Responsable de la chronique : Dominique Charles, o.p.
Parole et vie

12e Dimanche du temps ordinaire. Année B.

Imprimer Par Daniel Cadrin

Passer de la peur à la confiance

Toute la journée, Jésus avait parlé à la foule en paraboles. Le soir venu, il dit à ses disciples : « Passons sur l’autre rive. » Quittant la foule, ils emmènent Jésus dans la barque, comme il était ; et d’autres barques le suivaient.
Survient une violente tempête. Les vagues se jetaient sur la barque, si bien que déjà elle se remplissait d’eau. Lui dormait sur le coussin à l’arrière. Ses compagnons le réveillent et lui crient : « Maître, nous sommes perdus ; cela ne te fait rien ? »
Réveillé, il interpelle le vent avec vivacité et dit à la mer : « Silence, tais-toi ! » Le vent tomba, et il se fit un grand calme. Jésus leur dit : « Pourquoi avoir peur ? Comment se fait-il que vous n’ayez pas la foi ? »
Saisis d’une grande crainte, ils se disaient entre eux : « Qui est-il donc, pour que même le vent et la mer lui obéissent ? »

COMMENTAIRE

Chacun de nous passe à travers des temps de crise personnelle, habituellement liés à une transition dans notre vie. Mes certitudes s’écroulent, mon image de moi-même ne tient plus, la confusion et la peur s’installent. Où cela me conduira-t-il? Et suis-je quelque part? Entre la perte de mon sol familier et l’arrivée sur une nouvelle terre plus solide, je vis le temps du chaos intérieur. Puis, une semaine ou une année plus tard, le calme se fait et je découvre que ce passage douloureux, ce désert, a été comme une nouvelle naissance. Ainsi, ces crises et leurs passages sont cruciaux dans toute expérience spirituelle. Ils sont le matériau même de nos conversions et du mystère pascal au cœur de nos existences.

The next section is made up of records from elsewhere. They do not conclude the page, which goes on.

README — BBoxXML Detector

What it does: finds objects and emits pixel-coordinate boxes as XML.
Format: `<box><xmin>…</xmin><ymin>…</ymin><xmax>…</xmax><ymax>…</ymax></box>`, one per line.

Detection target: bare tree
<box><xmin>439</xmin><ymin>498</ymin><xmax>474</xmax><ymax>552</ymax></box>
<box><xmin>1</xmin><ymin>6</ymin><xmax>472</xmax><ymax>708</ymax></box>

Mais les collectivités peuvent aussi vivre des crises et des passages : famille, groupe d’amis, réseau de gens engagés, communauté chrétienne, mouvement, comité d’une paroisse, … Elles doivent affronter des temps d’éclatement des liens familiers et des repères rassurants qui leur donnaient une identité. La solidarité se défait, les convictions ne sont plus partagées, ou simplement le groupe ne sait plus qui il est, quelle est sa mission, ni où il s’en va. La désorientation, qu’elle soit causée par des facteurs externes ou par une crise interne, nourrit la crainte et le groupe se sent menacé dans son existence même.

C’est d’une telle crise communautaire que Marc nous parle dans son récit de la tempête apaisée. La symbolique de la barque évoque la communauté des disciples avec son Maître Jésus. Ils sont ensemble et loin de la foule anonyme. L’enjeu de ce récit est donné clairement par Jésus : Passons sur l’autre rive. Il s’agit d’un passage à vivre, comme groupe. Et ce passage sur une autre rive ne sera pas facile. Il est même assez terrifiant. La mer, dans la Bible, n’est pas un lieu de loisir agréable ou un espace indifférent. C’est un lieu de dangers, rempli de forces hostiles. Sa symbolique évoque la mort et le mal. Ce n’est pas par hasard que dans le livre de l’Apocalypse des cieux nouveaux et une terre nouvelle sont annoncés mais non une mer nouvelle : elle a disparu! Autre façon, dans la logique symbolique, d’annoncer la victoire de la vie sur la mort.

Au cœur de la crise des disciples en barque, se vit une expérience déchirante et profonde : le sentiment que le Christ les a abandonnés et qu’il est insensible à leur sort. Ils vont périr et ils se tournent vers Jésus endormi pour crier leur détresse avec vérité et véhémence, sans mettre de gants blancs. En ce temps extrême, Dieu est absent. La communauté va disparaître. La suite des événements transforme cette situation. Jésus est présent et agissant, malgré leur sentiment. Il agit envers la mer exactement comme il le fait avec des possédés, par une parole qui libère et apporte la paix.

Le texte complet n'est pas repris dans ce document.